The mental health charity Support in Mind Scotland, the Community Health Exchange (CHEX) and Public Health Scotland recognised the paramount importance of maintaining connections with communities. Working together, we believed we could promote community-led health as a way to tackle Scotland's health inequalities. Even during a crisis, we saw that we could engage people in discussions around how residents could participate in community wellbeing. In particular, we felt that we could shine a light on mental wellbeing.
So, whilst we all listened in horror to the country’s – indeed, the world’s - battle against Covid-19 during winter 2020, these three organisations here in Scotland worked together, testing ways to help communities maintain good mental health by building resilience through social connection. The initiative, which became known as the ‘Winter Lockdown Project’, commenced at a time when over 9,000 people were losing their lives to Covid-19 in the UK each week.
Operating over seven months in three locations – East Lothian, West Lochaber and Perth & Kinross – the Winter Lockdown Project brought together partners from Haddington’s Support from the Start Network, Ewen’s Room and Meigle & Ardler Community Development Trust. As each area set out to find new ways to enable people to remain connected to friends, family and neighbours, bonds were formed, and creative ideas emerged.

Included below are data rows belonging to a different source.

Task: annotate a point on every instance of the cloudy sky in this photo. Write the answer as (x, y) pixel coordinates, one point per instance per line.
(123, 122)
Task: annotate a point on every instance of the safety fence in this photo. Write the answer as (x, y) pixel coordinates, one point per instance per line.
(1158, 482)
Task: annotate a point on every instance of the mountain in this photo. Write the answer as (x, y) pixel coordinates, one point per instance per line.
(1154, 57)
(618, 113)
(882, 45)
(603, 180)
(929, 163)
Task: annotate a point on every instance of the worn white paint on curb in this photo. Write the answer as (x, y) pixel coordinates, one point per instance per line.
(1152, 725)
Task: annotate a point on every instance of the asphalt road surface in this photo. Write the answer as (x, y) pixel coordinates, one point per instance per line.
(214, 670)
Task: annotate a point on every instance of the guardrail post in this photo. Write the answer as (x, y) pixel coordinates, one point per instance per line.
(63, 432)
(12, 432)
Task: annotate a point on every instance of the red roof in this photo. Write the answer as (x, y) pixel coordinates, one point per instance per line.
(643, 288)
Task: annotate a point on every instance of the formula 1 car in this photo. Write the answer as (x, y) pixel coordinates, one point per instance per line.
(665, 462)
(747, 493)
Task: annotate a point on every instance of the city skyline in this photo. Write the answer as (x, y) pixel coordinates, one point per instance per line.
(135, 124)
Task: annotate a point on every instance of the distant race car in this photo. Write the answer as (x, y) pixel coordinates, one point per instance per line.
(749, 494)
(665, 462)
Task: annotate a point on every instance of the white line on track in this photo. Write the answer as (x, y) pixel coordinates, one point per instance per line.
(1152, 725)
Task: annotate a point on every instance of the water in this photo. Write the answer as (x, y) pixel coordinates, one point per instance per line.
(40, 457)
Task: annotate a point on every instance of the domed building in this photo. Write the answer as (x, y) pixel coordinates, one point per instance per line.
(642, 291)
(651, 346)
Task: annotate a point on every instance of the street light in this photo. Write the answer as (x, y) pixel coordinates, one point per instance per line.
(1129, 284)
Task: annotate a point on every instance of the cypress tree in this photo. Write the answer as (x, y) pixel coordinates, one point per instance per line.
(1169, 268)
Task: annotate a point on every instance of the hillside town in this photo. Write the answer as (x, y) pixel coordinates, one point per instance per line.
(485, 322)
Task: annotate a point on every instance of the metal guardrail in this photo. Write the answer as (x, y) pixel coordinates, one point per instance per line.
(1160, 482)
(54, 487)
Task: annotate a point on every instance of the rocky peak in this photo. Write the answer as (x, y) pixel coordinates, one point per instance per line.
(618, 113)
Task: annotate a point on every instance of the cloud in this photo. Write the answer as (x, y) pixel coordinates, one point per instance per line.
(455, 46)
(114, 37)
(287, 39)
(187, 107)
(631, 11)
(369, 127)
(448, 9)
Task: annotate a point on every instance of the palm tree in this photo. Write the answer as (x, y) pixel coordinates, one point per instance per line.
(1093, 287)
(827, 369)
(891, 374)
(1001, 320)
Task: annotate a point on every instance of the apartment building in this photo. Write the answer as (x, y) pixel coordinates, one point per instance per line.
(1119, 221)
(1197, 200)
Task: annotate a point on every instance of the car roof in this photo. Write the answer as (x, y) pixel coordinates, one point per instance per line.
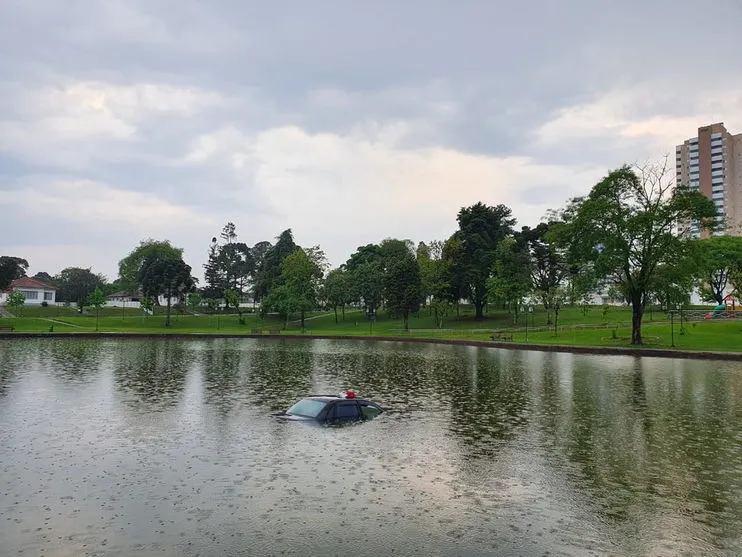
(331, 398)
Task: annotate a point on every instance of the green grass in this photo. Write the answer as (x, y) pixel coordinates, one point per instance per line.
(576, 327)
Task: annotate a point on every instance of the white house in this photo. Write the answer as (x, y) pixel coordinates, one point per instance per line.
(35, 291)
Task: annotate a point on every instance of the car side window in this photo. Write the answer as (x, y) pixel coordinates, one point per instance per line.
(368, 411)
(346, 411)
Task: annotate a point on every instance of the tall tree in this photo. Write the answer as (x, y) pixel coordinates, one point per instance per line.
(366, 276)
(402, 283)
(269, 274)
(97, 300)
(511, 282)
(11, 268)
(548, 265)
(168, 276)
(131, 265)
(337, 290)
(716, 257)
(299, 286)
(625, 228)
(75, 284)
(230, 267)
(481, 229)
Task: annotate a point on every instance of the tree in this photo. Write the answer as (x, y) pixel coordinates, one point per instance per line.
(97, 300)
(481, 229)
(269, 273)
(130, 266)
(168, 276)
(337, 290)
(402, 284)
(11, 268)
(625, 229)
(716, 257)
(298, 288)
(548, 265)
(366, 274)
(230, 266)
(511, 282)
(16, 300)
(44, 277)
(194, 301)
(75, 284)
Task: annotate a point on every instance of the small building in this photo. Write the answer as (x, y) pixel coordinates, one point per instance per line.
(34, 291)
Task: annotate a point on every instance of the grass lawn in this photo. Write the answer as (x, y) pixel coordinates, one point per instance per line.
(594, 327)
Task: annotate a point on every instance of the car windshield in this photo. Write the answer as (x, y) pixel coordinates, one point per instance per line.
(308, 408)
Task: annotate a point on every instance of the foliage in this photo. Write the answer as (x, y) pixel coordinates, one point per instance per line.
(11, 268)
(366, 276)
(130, 266)
(716, 259)
(168, 276)
(96, 299)
(268, 276)
(75, 284)
(299, 285)
(511, 282)
(194, 301)
(337, 290)
(15, 301)
(230, 266)
(402, 283)
(481, 229)
(624, 229)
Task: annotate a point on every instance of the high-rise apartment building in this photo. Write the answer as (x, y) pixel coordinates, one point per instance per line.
(711, 163)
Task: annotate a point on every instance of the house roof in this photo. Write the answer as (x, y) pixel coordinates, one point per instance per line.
(125, 294)
(28, 282)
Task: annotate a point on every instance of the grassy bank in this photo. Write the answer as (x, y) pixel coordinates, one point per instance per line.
(594, 327)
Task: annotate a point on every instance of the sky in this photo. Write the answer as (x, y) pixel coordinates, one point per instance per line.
(347, 121)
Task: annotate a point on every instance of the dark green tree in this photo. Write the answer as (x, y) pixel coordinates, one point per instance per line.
(481, 229)
(625, 228)
(402, 284)
(96, 299)
(269, 274)
(716, 258)
(337, 290)
(131, 265)
(167, 276)
(11, 268)
(75, 284)
(511, 282)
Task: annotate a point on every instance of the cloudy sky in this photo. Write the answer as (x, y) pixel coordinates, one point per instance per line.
(346, 120)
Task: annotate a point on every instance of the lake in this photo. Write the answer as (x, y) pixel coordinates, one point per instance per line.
(170, 447)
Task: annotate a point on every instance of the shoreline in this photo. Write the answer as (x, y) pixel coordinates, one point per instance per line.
(563, 348)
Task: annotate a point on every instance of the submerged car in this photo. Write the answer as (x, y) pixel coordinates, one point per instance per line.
(333, 409)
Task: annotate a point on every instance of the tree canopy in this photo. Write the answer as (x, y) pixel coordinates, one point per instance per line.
(11, 268)
(625, 228)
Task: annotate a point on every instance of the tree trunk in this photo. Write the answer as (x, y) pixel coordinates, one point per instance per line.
(479, 308)
(637, 312)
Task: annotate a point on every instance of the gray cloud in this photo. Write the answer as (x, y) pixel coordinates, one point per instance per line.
(346, 121)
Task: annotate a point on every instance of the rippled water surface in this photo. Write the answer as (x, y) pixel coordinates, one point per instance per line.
(169, 447)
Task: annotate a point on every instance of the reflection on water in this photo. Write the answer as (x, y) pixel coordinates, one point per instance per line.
(170, 447)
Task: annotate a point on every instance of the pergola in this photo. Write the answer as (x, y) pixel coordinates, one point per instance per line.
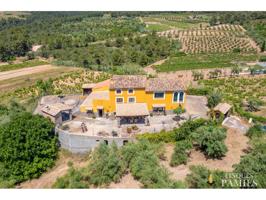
(132, 113)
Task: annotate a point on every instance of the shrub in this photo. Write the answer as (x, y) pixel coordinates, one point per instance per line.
(143, 162)
(181, 151)
(214, 99)
(199, 178)
(262, 59)
(184, 131)
(107, 165)
(254, 163)
(163, 136)
(73, 179)
(28, 147)
(179, 110)
(255, 131)
(211, 140)
(198, 91)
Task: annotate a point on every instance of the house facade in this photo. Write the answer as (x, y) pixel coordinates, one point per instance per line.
(133, 95)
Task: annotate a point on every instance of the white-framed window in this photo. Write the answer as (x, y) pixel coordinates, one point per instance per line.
(130, 91)
(178, 97)
(158, 95)
(118, 91)
(119, 100)
(131, 100)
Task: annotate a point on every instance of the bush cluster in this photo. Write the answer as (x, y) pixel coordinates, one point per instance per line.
(28, 147)
(210, 140)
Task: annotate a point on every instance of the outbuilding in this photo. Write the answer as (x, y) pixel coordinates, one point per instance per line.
(222, 109)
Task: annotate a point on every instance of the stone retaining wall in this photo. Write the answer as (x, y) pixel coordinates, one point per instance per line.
(85, 143)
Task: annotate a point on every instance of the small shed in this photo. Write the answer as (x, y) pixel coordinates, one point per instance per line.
(58, 113)
(222, 109)
(87, 88)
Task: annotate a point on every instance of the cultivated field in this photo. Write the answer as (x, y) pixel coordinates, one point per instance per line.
(215, 39)
(15, 79)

By participating in each local group’s actions – such as putting a card in your window to indicate whether you are feeling well, organising online musical events, helping one another to learn new skills and crafting sessions for young and old – local people could contribute to community-led mental health, and spread the word about the benefits of being part of something together.
The Winter Lockdown Project flourished under the principle that anyone can be involved in researching and improving health. As restrictions eased and sunnier weather beckoned, the Winter Lockdown Project slowly concluded. At the Project’s end, the news headlines were reporting 150 weekly deaths. As we all wondered what the ‘new normal’ might be like, the same motivations that had driven the Project’s participants to persevere through the dark months also enabled the three areas to embark on a final step together. They decided, as a way of capturing their own experiences of winter lockdown, to create a film, assisted by Socially Engaged Artist, Pam van de Brug. This film – ‘You’re on Mute’ – will launch on World Mental Health Day, Sunday 10th of October 2021, and features interviews with people having lived with COVID-19 restrictions for over a year.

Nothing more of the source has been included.